No, the terrorists haven't won. But they have changed the world, and they have changed us. My America today is a much more paranoid and cynical place than I can remember living in when I was 17. Its also more blatantly brutal. Of course I know that every president has used the military for lethal operations, but look at where we are today thanks to 9/11: A 10 year war in Afghanistan. An 8 year war in Iraq. Daily drone strikes on Pakistan. Thousands of dead US soldiers. Hundreds of thousands of dead, innocent civilians, a figure so often ignored because, after all, they're foreigners. A covert military so expansive and powerful that most people don't realize it exists, and a global war on terror that can be conveniently perpetuated indefinitely so long as one terrorist cell exists on the planet. If only these terrorists were sane enough (or in most cases, alive enough) to regret their actions. To see that they should have expected such an extreme, long-lived, and vindictive reaction. To see that we, the nation of heathen white devils that they attacked, were willing to sacrifice our freedoms, our morality, and every last dollar in the treasury to destroy not only them, but the country that housed them and the neighboring countries as well. The lands of their fathers and mothers, sisters and brothers. Truly, a loss for all parties.

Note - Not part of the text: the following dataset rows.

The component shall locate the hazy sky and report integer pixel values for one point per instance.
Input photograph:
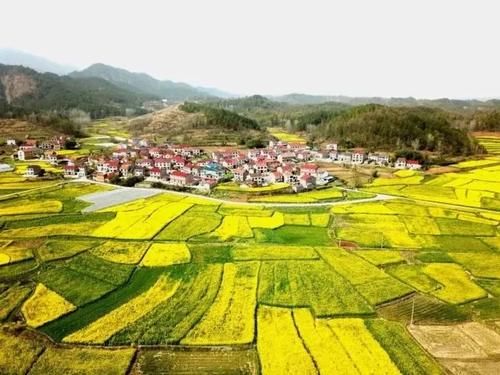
(421, 48)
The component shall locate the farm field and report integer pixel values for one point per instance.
(473, 183)
(125, 282)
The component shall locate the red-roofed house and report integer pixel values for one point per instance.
(413, 164)
(310, 169)
(179, 178)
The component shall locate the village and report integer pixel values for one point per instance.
(184, 166)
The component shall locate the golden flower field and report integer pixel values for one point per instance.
(186, 283)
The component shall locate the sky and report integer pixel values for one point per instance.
(390, 48)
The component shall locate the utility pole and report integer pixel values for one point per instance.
(412, 310)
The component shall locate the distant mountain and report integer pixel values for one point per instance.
(445, 103)
(199, 124)
(143, 83)
(23, 90)
(212, 91)
(10, 56)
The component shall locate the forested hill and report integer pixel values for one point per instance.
(391, 128)
(142, 83)
(220, 117)
(23, 91)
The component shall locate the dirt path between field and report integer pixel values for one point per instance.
(122, 194)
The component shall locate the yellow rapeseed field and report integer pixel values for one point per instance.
(457, 286)
(273, 222)
(234, 226)
(320, 220)
(230, 319)
(44, 306)
(77, 229)
(15, 251)
(88, 361)
(280, 348)
(326, 349)
(103, 328)
(297, 219)
(272, 252)
(121, 252)
(133, 222)
(364, 351)
(43, 207)
(166, 254)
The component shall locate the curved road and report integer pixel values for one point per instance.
(110, 198)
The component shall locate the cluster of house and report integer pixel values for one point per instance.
(359, 156)
(32, 149)
(188, 166)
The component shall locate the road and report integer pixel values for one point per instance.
(122, 194)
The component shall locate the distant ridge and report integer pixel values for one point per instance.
(9, 56)
(143, 83)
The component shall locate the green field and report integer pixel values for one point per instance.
(270, 290)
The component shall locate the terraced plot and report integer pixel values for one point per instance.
(309, 284)
(230, 320)
(233, 288)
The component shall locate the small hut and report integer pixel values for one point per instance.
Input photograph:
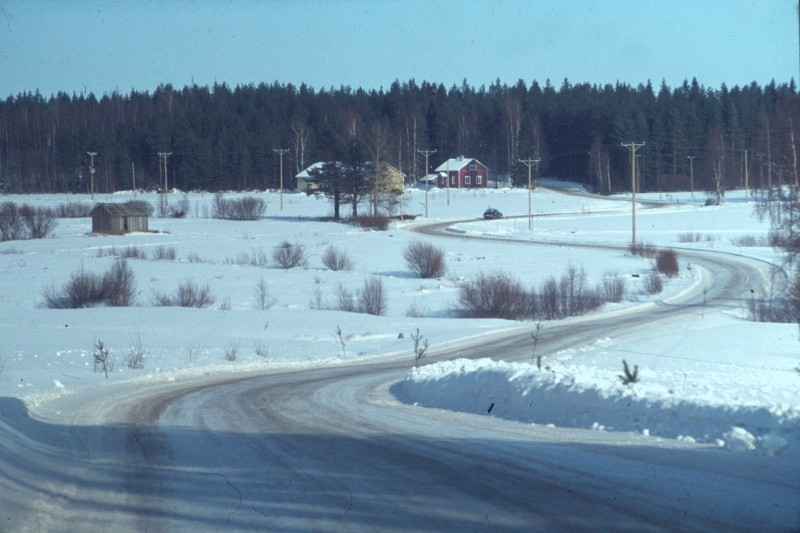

Yet, I have no frame of reference to know if society is worse or the same as in the past. We have 9/11, our grandparents have World War II. I can recall my grandmother's palpable sense of disgust when she saw the Japanese imperial flag my roommate had hung on the wall of our house in college. My parent's generation lived in fear of being nuked by the Commies at any time, yet today people freely order their Che Guevarra shirts online and wear them wherever they damn well please. Maybe this generation is no different, and in twenty years, images of the Mujahideen will become hipster-chic and inspire no more fear or disgust among the relevant generation than good old Che does today.
In fact, the signs are already there. 10 years after 9/11, college freshmen party in the streets, applauding the assassination of Osama Bin-Laden. When the attacks happened, they were in elementary school, probably learning how to read. They didn't know where the middle-east was, what the term "terrorist" meant, or most likely, where the Twin Towers were located. They knew the same thing that I knew when I was 8 and we were fighting Saddam the first time: there's good guys and bad guys, and we're the good guys. If you're an 18 year old college freshmen, your friends who went to the military are probably still in boot camp. You probably know about as much about the people and events surrounding 9/11 as those who compare everything they don't like to Hitler with zero functional knowledge of Nazi Germany, especially if you're the type of person who actually takes to the streets to celebrate an assassination. However, I can hardly blame them. The past ten years were their formative ones. They don't remember a time when you could actually make a joke about a bomb at the airport and not be arrested, or a time when you could see a middle-eastern looking person with a huge beard and just think it was strange or funny without something inside you telling you that you should feel afraid.
So, in thinking about these last ten years, I still maintain that the terrorists haven't won.
But they have seriously screwed everybody.